The poems in The Empty Form Goes All the Way to Heaven are structured in three untitled sections, with poems floating through direct and indirect reference and response to, and influence from, Martin’s artwork and writing, as well as his own ongoing illness. As the poem “Defeated you will stand at the door of your house and welcome the unknown.” begins: “chronic nausea / chronic non // narrative even / the public health /                                  eventually the surface gets interesting [.]” The introduction of a further abstraction into his work is quite compelling, compared to the more direct lines and lineages of Companion Grasses, and allow for a far more visual and meditative flow, expanding his repertoire to extend into a deeper use of the fragment, collision and critical intelligence. His utterly fascinating author statement on the Ahsahta Press website (I find myself quite taken with the clarity and ease of his prose) ends with:

I worked on the poems for six years. Keenly aware that Martin herself avoided autobiographical narrative in her writing and representation in her visual work, I couldn’t help but think that chronic illness seemed the perfect fusion of autobiography and formal abstraction. Pain was largely wordless, but it was also my life—a somatic texture in which illness became a chronic duration and duration (time) became texture (form). And things anyways happened. Over those six years, I got access to public health care and exhausted my treatment options without getting a diagnosis, I started seeing a Chinese medical practitioner for herbs and acupuncture (which helped), and I also started a meditation practice (which helped). But I remained ill. And I kept returning to Martin and her work, even going to museums, libraries, and archives to get “closer” to her, the way young curators and artists had once sought her out in the desert of New Mexico.
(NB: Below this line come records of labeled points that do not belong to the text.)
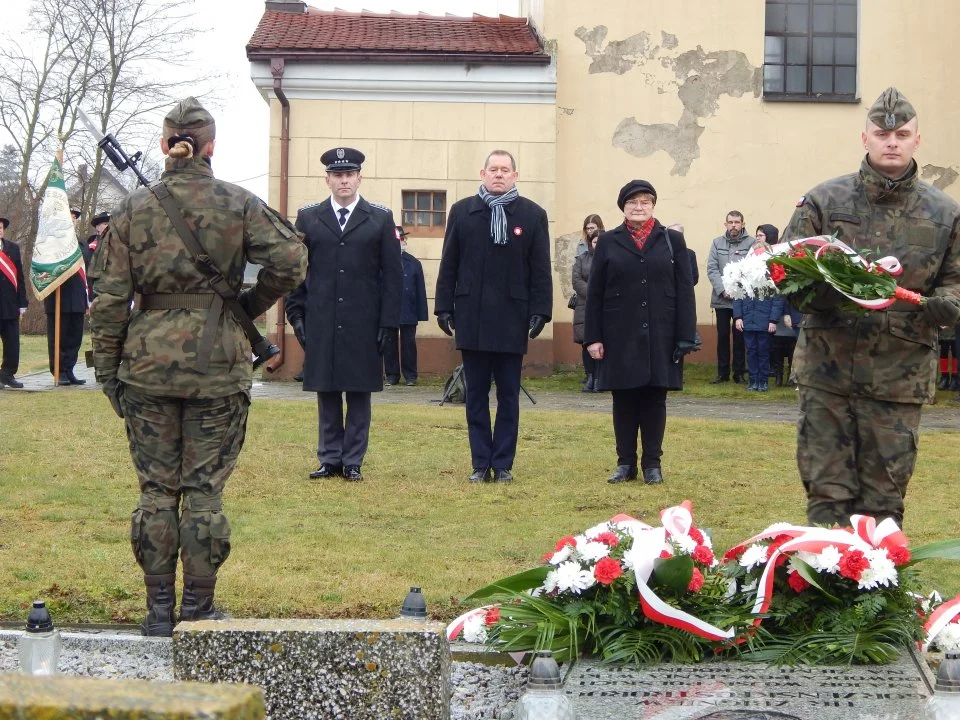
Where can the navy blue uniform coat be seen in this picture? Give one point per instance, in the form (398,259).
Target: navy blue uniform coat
(492,290)
(353,288)
(639,304)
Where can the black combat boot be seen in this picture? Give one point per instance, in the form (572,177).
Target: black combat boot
(197,600)
(160,605)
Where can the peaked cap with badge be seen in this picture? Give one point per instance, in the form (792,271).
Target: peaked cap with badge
(342,159)
(891,110)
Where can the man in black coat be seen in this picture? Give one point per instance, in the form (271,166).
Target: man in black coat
(13,301)
(402,356)
(344,311)
(495,289)
(74,302)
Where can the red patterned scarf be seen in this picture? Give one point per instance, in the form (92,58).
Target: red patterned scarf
(640,233)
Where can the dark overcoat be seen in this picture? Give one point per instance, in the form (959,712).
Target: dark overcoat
(73,293)
(492,290)
(353,286)
(11,300)
(581,274)
(413,304)
(639,304)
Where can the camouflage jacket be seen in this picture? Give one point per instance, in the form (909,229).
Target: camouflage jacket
(892,354)
(156,351)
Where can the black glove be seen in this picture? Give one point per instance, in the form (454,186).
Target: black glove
(537,324)
(445,321)
(113,389)
(940,311)
(299,330)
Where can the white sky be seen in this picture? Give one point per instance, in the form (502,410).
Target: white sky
(243,120)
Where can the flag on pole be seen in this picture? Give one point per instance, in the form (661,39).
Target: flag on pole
(56,253)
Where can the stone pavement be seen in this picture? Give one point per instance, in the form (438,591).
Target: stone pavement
(678,404)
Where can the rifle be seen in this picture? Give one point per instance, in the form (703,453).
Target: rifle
(263,349)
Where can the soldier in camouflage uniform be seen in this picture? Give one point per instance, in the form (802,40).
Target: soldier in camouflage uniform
(863,378)
(179,377)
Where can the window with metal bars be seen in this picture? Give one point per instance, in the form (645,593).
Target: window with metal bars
(424,212)
(810,50)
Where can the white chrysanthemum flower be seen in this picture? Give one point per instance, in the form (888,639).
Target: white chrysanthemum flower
(948,639)
(591,551)
(828,560)
(882,571)
(572,577)
(753,556)
(475,629)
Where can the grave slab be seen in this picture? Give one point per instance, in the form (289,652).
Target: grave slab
(356,669)
(738,690)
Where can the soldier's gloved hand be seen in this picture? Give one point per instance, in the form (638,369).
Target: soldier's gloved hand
(941,311)
(445,321)
(537,323)
(113,389)
(299,330)
(383,337)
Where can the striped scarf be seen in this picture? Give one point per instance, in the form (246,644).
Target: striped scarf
(498,218)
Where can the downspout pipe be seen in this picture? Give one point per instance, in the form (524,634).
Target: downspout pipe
(276,68)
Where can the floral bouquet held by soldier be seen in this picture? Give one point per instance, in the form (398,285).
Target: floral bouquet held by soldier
(800,268)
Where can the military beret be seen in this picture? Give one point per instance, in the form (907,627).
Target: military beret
(187,115)
(635,187)
(342,159)
(891,110)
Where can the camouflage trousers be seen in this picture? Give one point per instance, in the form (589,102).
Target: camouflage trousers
(183,451)
(855,455)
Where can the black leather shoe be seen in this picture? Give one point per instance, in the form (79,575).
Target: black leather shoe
(326,470)
(652,476)
(480,475)
(623,473)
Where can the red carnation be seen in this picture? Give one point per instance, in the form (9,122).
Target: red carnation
(777,273)
(608,538)
(899,555)
(607,570)
(696,581)
(797,582)
(702,554)
(852,564)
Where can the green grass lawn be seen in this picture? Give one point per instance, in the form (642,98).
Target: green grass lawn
(324,549)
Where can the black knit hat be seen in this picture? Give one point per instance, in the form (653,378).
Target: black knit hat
(635,187)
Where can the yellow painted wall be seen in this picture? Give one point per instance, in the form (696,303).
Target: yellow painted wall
(415,146)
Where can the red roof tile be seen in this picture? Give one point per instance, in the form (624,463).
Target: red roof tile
(342,34)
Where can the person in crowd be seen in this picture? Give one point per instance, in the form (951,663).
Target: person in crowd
(346,310)
(400,355)
(757,319)
(13,303)
(495,291)
(732,246)
(592,227)
(864,377)
(183,386)
(641,319)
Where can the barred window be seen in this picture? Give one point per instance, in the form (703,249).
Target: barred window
(424,212)
(810,50)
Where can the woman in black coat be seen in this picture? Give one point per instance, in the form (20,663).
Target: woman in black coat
(641,320)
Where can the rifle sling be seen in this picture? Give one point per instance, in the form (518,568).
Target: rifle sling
(225,293)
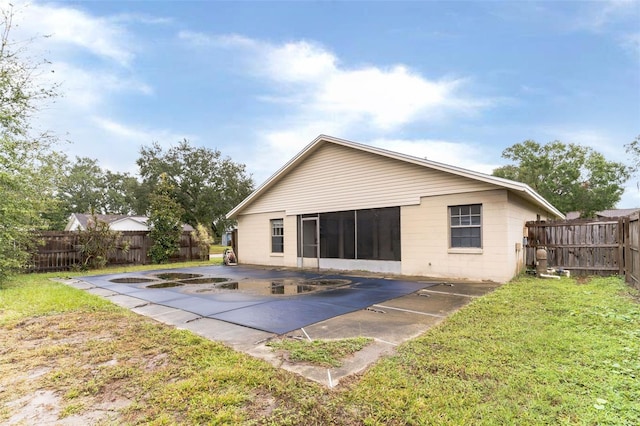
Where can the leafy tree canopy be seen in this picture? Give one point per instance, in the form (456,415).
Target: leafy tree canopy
(207,185)
(633,149)
(29,168)
(164,221)
(571,177)
(85,187)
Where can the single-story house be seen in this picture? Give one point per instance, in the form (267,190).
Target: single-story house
(117,222)
(347,206)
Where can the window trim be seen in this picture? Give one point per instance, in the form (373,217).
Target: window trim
(465,249)
(273,227)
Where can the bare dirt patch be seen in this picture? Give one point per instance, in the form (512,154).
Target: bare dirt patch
(72,369)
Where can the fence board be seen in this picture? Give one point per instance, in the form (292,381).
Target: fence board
(586,247)
(632,250)
(58,250)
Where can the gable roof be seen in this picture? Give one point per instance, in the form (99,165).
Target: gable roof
(83,219)
(525,190)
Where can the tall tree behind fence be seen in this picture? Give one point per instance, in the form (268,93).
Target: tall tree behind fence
(59,250)
(589,246)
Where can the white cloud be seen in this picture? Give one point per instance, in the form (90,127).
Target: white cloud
(320,94)
(66,28)
(459,154)
(601,14)
(312,77)
(138,135)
Eventually I realized I’d been looking for someone or something to help me change my life. I’d been seeking healers and teachers, some of whom did in fact help, some of whom didn’t. Eventually I ended up in the hospital (again) and realized help might not be coming, at least not in the form I’d wanted. Lying on the gurney, I asked: What’s the right attitude toward suffering? An answer came: It neither lies to you nor makes you suffer more. And more than my own suffering I heard the man in the room next to me weeping as a doctor drained his wound. When I stopped wanting a teacher, when I stopped waiting for an end to suffering, my life did change. I did in fact suffer less. When I gave up the illusion of salvation, I found a modicum of rest and some room for the experience of joy. When I stopped needing Martin to help me, I could finally look at her work in companionable awe.



1 comment:

theresa said...

This is a fascinating review (and introduction). Will look for this book -- and the others too. Thanks for alerting readers to Brian's work.